Mr. Hughes, for the intervener, testified: That he was not sure that he was in Breckenridge on the day when the controversy arose out of the removal of the machinery from the building, but was in the town in a day or two. That he talked to Mr. David and asked him what was the trouble. That David wanted $500 for the back rent, and he told him that was too much, but he would let it rock along. That he believed the agreement was that they would move the machinery back into the building, and he told him that they would leave it there until they could arrive at some agreement on the rent. It was very exorbitant. That a man named Madden had charge of this machinery, and he was called away on account of sickness, and the intervener left the machinery in the building until it could get in touch with Madden to see Just what arrangement he had made with David. He had paid some rent, and intervener wanted to know what the rental was, how much was due, and whether there was a contract signed for it. That David was later paid all claims for rent up to the time the machinery was sold to Roe. He denied that he agreed with plaintiff to leave the machinery in the building until all the rent claimed was paid. That this conversation occurred before they sold the machinery to Roe. Hughes testified that this conversation about the rent occurred before April 15, 1921, on which latter date they sold the property to Roe. It appears that plaintiff purchased the building on August 2, 1921, but prior to that time the building was owned by the Henley Lumber Supply Company, which later became bankrupt, and that plaintiff owned some stock in that concern and was the attorney for it.

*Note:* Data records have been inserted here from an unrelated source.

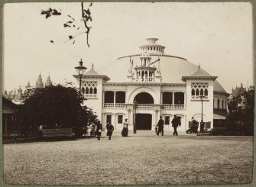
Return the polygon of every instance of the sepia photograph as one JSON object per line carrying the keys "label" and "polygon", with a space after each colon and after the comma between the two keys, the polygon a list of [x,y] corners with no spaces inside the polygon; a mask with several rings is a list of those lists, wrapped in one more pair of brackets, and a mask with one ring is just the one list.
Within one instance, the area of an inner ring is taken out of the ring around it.
{"label": "sepia photograph", "polygon": [[253,186],[254,6],[3,4],[3,186]]}

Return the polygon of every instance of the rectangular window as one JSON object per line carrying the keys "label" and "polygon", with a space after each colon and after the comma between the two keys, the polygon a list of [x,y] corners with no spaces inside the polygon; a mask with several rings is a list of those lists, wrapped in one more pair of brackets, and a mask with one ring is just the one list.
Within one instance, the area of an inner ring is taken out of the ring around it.
{"label": "rectangular window", "polygon": [[122,124],[123,123],[123,116],[118,115],[118,124]]}
{"label": "rectangular window", "polygon": [[170,116],[164,117],[164,124],[170,124]]}
{"label": "rectangular window", "polygon": [[109,122],[111,124],[111,115],[107,115],[107,123]]}

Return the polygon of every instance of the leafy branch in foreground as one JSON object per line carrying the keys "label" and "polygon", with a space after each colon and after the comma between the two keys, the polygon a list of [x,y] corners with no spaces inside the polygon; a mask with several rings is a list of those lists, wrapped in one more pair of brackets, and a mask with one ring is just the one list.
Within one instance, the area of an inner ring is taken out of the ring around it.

We are required to presume that the trial court found in favor of the intervener below upon any question supported by evidence; and since the evidence of the defendant's witness indicates that this conversation and controversy occurred before the plaintiff below had acquired the building, we would be required to find in support of the judgment that the trial court so found.
Appellant urges that the chattel mortgage filed with the county clerk of Stephens county on April 18, 1921, and under which the intervener claimed the lien, was recorded is if the intervener was the mortgagee. One who leaves an instrument with the county clerk for filing and for record in the county clerk's office, and pays the fee therefor, is not responsible for the failure of the clerk to record the same, or even to file it, or if the clerk records it in a wrong book. 34 Cyc. p. 588; Holman v. Chevaillier, 14 Tex. 837; article 6791, Rev.Civ.Stats.; Carlisle Co. v. King (Tex.Civ.App.) 122 S.W. 581, also Supreme Court opinion in 103 Tex. 620, 133 S.W. 241; Bank v. Trust Co. (Tex.Civ.App.)186 S.W. 361; Kennard v. Mabry, 78 Tex. 157, 14 S.W. 272.
Without discussing other assignments in appellant's brief, we will state that we have carefully examined all of the assignments and do not find any reversible error.
Therefore, all assignments of error are overruled, and the judgment of the trial court is affirmed.